All Our Worldly Goods traces the lives of two families who live through--and die through--World Wars I and II in a village in France.
The natural and best armature of a novel, it sometimes is said, is a stratified social class structure...and the tensions between its components. All Our World Goods expertly, if conventionally, takes advantages of these truths and then subjects them to German invasion...twice.
This is the kind of novel one can read with both pleasure and pain. The pleasure comes from the exactitude of the portraiture as generations marry and mis-marry, are subjugated to one another, and find their way forward. The pain comes from the excellent descriptions of what happens with a civilian population is overrun first by its retreating army and then the enemy army.
This isn't a novel that examines characters from psychological point of view; rather, it is the kind of novel that puts characters in situations and then exhibits their flaws and strengths. It's a quick book, passing through decades, that rests on the "givens" both of French society in the early 20th century and the two world wars that wrecked havoc on Europe during the same time frame.

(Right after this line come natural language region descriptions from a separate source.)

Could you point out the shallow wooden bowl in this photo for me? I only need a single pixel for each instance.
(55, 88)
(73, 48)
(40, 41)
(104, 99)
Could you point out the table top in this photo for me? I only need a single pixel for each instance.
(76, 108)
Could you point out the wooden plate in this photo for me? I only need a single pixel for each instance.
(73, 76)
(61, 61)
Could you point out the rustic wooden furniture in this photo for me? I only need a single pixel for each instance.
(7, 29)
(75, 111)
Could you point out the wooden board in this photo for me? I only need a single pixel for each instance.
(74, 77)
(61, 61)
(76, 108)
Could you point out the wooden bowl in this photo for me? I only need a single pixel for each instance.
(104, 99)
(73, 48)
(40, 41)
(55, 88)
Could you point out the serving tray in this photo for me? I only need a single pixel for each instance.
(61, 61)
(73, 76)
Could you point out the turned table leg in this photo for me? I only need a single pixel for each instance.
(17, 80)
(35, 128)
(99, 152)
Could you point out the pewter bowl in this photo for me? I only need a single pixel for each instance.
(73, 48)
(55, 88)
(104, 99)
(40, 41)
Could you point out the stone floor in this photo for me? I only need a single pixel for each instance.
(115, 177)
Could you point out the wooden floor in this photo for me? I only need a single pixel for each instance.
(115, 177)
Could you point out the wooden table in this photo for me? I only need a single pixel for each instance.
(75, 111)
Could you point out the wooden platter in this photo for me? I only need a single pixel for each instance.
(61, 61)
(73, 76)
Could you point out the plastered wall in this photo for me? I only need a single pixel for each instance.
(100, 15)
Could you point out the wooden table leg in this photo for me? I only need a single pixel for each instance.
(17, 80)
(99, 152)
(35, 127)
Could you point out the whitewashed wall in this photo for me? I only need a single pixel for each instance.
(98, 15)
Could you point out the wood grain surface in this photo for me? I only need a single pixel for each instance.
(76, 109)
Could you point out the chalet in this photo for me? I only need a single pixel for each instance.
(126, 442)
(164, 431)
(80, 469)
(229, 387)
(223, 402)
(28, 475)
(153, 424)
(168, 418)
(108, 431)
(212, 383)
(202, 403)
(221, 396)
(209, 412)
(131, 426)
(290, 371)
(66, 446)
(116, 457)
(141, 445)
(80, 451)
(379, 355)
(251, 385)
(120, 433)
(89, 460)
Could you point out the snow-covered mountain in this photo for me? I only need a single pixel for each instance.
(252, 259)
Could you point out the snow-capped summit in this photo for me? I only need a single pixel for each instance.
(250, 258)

Nemirovsky was born in Ukraine but came to France as an adolescent. She clearly observed and "felt" the Frenchness of things...whom one dared fall in love with...whom one must obey, couldn't escape and so forth. She was a Jew who died in Auschwitz, though she had converted to Catholicism. We could remember her for that terrible fate or we could remember her for her excellent writing or we could remember her for both aspects of a single being born and raised in catostrophic times.